How Do You Calculate the Square of Eccentricity for a Rotated Ellipse?

[chaoseverlasting]

This one question has me totally beaten. And I thought I was pretty good in co-ordinate geometry. Here it is:

If the equation ax^2 + 2hxy + by^2 =1 represents an ellipse, find the square of the eccentricity of the ellipse.

I know that the ratio of the distance from the directrix to the focus of a point on the ellipse is the eccentricity. But I can't figure out what the directrix is or where the foci lie. This equation must represent an ellipse with its axes shifted (as the equation with x and y axes as its major axes is (x^2/a*a) + (y*y/b*b) =1). Also, here h*h - ab <0, and abc +2fgh -af*f - bg*g -ch*h is non zero. I just don't know how to go about finding the eccentricity.

 

[arildno]

Do the shift of coordinates first, then worry about the eccentricity!

 

[chaoseverlasting]

How would you do that? By substitituting x+a for x and y+b for y to eliminate the xy term?

 

[arildno]

NO!
First of all, sorry for saying "shifting" the coordinates, I meant "rotating" the coordinates.

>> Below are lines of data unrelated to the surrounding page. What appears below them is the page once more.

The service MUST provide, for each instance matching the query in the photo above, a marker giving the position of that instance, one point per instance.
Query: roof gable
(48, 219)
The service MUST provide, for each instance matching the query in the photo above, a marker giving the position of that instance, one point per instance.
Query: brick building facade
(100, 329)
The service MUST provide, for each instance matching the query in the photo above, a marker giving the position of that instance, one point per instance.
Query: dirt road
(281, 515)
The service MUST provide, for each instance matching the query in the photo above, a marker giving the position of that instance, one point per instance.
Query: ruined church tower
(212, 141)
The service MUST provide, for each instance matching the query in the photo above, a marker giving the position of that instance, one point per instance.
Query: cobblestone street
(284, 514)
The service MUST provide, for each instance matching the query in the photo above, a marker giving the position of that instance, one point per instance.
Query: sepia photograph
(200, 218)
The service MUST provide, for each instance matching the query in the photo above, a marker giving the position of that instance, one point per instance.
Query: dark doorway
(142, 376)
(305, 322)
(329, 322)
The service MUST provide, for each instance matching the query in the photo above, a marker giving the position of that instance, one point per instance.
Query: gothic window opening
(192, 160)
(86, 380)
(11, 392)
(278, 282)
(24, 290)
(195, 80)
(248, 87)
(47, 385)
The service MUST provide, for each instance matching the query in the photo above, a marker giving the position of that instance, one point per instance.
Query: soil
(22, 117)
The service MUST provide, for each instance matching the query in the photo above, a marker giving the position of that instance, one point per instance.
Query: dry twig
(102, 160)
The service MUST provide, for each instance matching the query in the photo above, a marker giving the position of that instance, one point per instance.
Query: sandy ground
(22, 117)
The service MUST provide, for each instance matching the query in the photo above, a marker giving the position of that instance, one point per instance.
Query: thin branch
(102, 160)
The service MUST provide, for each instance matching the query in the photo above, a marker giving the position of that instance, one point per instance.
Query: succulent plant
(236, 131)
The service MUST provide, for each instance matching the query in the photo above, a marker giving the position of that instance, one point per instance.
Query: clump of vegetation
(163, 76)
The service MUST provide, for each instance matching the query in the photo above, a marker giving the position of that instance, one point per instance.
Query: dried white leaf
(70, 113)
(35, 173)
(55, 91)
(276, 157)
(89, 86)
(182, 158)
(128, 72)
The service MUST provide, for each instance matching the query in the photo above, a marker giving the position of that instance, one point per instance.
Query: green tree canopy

Do you know how to do that?

 

[chaoseverlasting]

Using [tex] x=xcos(t) - ysin(t)[/tex] and [tex] y=xsin(t) + ycos(t) [/tex] then equating the coeff of the xy term to zero from which you would get the value of [tex]tan2(t)[/tex].

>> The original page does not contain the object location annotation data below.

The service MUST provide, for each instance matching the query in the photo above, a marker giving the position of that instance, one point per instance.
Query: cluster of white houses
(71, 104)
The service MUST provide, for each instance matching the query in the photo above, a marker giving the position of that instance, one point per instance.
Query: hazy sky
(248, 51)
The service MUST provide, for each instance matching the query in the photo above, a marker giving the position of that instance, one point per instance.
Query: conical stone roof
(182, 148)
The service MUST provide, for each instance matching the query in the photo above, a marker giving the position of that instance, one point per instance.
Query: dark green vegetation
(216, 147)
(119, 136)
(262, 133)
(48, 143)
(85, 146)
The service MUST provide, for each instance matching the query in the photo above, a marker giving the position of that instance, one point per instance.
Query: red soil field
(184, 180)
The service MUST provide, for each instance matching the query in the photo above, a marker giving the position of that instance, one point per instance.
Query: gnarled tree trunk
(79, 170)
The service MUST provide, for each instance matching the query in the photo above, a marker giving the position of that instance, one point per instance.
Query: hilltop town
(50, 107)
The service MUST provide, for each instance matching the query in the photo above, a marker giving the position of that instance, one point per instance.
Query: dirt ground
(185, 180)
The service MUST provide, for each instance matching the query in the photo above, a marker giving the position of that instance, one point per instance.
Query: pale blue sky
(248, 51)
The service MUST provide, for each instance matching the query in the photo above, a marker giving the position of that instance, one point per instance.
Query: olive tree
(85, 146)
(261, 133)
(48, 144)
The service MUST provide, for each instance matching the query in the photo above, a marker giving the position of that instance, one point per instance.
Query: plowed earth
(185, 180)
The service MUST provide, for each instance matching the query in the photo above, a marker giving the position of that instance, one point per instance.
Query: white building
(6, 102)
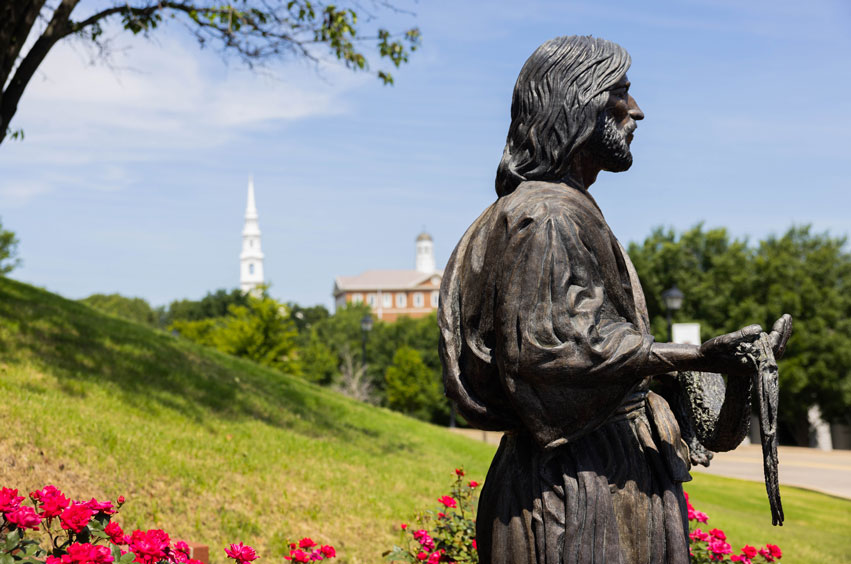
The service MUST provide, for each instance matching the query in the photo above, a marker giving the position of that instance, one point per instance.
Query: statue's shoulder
(536, 201)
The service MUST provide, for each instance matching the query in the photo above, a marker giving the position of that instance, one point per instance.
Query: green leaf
(12, 540)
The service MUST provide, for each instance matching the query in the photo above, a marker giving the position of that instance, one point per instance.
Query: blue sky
(132, 176)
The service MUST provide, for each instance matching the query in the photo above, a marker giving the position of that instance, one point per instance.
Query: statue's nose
(634, 111)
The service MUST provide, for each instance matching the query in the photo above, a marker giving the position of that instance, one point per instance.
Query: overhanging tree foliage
(729, 284)
(253, 31)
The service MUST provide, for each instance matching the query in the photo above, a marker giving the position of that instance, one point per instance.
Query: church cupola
(425, 253)
(251, 257)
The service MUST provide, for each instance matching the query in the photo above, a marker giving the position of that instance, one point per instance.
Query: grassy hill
(217, 450)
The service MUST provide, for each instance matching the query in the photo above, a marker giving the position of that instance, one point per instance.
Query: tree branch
(16, 21)
(57, 29)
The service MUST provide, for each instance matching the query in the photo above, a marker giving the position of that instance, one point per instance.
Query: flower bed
(84, 532)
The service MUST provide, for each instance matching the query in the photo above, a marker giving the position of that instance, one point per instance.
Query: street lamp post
(673, 299)
(365, 327)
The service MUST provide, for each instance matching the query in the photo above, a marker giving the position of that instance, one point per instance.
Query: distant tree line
(727, 282)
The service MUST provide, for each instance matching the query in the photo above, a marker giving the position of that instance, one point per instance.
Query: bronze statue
(544, 335)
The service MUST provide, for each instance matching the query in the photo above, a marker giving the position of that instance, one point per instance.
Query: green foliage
(213, 305)
(410, 387)
(261, 331)
(8, 251)
(445, 535)
(729, 284)
(209, 447)
(134, 309)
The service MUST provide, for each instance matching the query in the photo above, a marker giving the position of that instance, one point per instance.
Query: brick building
(395, 293)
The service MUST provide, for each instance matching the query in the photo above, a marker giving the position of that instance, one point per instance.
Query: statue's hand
(779, 336)
(722, 352)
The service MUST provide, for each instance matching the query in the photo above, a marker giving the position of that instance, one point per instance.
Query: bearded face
(610, 142)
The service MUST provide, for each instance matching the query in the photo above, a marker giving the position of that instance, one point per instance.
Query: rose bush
(712, 545)
(447, 534)
(83, 532)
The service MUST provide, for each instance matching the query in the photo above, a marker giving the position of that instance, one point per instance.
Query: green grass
(817, 527)
(211, 448)
(217, 450)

Then, substituting the value of sint and cost, you would get the general equation of the ellipse... right?

 

[arildno]

Right!
Then use, for example, the relation between the semi-major and semi-minor axes and the eccentricity to determine the latter quantity.

 

[chaoseverlasting]

Thank you, that helps a lot. Its great having such talented people there to look at your problems. Thanks a lot.